Quando olho para mim não me percebo.
Tenho tanto a mania de sentir
Que me extravio às vezes ao sair
Das próprias sensações que eu recebo.

O ar que respiro, este licor que bebo,
Pertencem ao meu modo de existir,
eu nunca sei como hei de concluir
As sensações que a meu pesar concebo.

Nem nunca, propriamente reparei,
Se na verdade sinto o que sinto. Eu
Serei tal qual pareço em mim? Serei

Tal qual me julgo verdadeiramente?
Mesmo ante as sensações sou um pouco ateu,
Nem sei bem se sou eu quem em mim sente.




Alegações finais - de facto assim é; não tenho mais nada a acrecentar para além de reafirmar que não conheço o Sr. Álvaro de Campos. Reconheço que tudo o que diz é verdade, mas só pode tratar-se de uma coincidência.

6 comentários:

zé lérias (?) disse...

O ser humano, por mais que finja, nunca sabe verdadeiramente quem é...
que fará os outros...
Un abraço

Anónimo disse...

O poeta é um fingidor.
Finge tão completamente
que chega a fingir que é dor
A dor que deveras sente.

E os que lêem o que escreve
Na dor lida sentem bem,
Não as duas que ele teve,
Mas só a que eles não têm.

E assim nas calhas da roda
Gira,a entrter a razão,
Esse comboio de corda
Que se chama coração.

Fernando Pessoa


(o pai do heterónimo)

Anónimo disse...

De acordo com o Zé Lérias... quanto mais amadureço mais vou ficando surpreendido com o pouco que sei de mim próprio...

Obrigado Felipe por mais este momento de reflexão.

Valerá a pena reler (ou ler pela primeira vez... quem sabe!?) toda a obra de Fernando Pessoa (e dos seus heterónimos, está bem de ver!...).
Nela se encontram incontáveis momentos de puro deleite intelectual, e imensa matéria que nos leva a pensar seriamente, se para tanto estivermos interessados, sobre o que somos individual e colectivamente.
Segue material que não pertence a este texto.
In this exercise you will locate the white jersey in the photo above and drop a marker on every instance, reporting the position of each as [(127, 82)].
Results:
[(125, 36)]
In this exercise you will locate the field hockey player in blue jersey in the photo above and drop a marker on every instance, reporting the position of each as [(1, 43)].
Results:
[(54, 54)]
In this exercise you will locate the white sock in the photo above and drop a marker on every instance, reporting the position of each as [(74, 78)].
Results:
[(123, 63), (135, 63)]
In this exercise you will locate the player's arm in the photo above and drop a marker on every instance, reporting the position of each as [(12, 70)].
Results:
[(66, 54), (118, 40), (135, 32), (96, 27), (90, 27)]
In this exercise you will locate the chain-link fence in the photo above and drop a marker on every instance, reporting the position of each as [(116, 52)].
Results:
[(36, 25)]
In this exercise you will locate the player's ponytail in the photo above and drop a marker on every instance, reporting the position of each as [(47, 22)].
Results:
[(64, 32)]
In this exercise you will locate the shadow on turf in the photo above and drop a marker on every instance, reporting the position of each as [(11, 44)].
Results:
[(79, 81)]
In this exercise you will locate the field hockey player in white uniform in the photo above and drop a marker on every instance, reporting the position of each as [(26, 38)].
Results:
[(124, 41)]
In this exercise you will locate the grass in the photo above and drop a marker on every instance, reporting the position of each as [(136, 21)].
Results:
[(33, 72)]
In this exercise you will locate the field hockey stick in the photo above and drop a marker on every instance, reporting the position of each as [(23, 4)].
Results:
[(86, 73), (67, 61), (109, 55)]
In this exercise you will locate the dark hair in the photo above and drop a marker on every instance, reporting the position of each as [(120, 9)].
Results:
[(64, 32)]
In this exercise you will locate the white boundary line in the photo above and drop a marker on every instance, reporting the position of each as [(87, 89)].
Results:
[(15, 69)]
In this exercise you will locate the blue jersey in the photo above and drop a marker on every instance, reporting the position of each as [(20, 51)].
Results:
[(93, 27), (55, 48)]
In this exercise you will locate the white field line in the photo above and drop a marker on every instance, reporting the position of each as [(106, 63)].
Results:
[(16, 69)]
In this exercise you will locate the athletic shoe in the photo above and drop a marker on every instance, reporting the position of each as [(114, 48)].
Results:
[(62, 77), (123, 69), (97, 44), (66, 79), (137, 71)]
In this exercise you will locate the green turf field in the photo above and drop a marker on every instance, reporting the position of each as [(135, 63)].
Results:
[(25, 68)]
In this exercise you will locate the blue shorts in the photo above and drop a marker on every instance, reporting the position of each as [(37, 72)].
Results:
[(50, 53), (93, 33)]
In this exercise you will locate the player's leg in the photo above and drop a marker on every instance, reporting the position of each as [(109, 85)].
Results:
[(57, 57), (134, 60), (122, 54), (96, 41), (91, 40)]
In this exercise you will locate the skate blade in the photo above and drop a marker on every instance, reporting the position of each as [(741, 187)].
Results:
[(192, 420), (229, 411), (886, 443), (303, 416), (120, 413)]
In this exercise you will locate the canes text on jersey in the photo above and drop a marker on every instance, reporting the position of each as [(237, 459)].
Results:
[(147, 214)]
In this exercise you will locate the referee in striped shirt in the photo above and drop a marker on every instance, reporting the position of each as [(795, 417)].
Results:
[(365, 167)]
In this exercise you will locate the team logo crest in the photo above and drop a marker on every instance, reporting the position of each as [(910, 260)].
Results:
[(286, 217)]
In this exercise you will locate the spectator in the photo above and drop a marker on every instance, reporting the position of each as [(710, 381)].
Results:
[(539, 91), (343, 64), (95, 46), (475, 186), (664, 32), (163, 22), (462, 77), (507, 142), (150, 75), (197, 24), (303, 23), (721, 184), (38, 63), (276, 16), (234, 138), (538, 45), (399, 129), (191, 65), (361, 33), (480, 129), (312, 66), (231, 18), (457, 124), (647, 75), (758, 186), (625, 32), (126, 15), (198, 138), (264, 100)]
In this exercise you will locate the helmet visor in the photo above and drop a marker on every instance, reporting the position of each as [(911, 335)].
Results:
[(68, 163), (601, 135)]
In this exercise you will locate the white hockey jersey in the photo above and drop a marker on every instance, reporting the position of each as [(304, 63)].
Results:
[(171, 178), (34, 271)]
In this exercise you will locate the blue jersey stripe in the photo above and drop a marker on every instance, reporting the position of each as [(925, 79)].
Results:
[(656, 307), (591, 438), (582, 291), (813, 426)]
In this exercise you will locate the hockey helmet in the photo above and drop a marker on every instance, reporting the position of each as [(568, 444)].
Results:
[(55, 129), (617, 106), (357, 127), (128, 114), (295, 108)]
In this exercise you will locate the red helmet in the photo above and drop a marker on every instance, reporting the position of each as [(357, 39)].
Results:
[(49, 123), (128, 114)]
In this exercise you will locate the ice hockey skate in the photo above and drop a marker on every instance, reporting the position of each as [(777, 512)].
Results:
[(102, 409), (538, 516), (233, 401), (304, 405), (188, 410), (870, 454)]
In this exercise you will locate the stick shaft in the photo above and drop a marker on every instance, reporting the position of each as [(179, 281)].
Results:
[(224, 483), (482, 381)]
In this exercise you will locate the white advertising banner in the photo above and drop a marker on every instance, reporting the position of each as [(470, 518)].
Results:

Obrigado, mais uma vez, pelo teu 'post'

Anónimo disse...

uma das coisas que nunca percebi muito bem é porque é que nas escolas não se lê poesia e porque que é que não se incentiva à escrita

ACP ( AKA KALIE ) disse...

Das minhas conversas com o Sr Álvaro de Campos (quê???é um Heteromem ? ainda bem , pois nunca duvidei disso) , só me lembro do quanto me identificava com ele...outras nem tanto...
Na verdade , não é fácil coincidir o "EU" com aquile "outro" que muitas vezes acabamos por derivar, e quando tudo se acaba, e olhamos a obra acabada, quem sabe se eramos nós quem aquilo sentiu...
E venha mais uma águinha , pra mesa!

Anabela disse...

Durante muito tempo, Álvaro foi o heterónimo preferido para as minhas leituras, assim como o ortónimo. Porém, com o tempo aprendi a compreender a pureza de Alberto Caeiro, e a beleza de Ricardo...

São manias minhas!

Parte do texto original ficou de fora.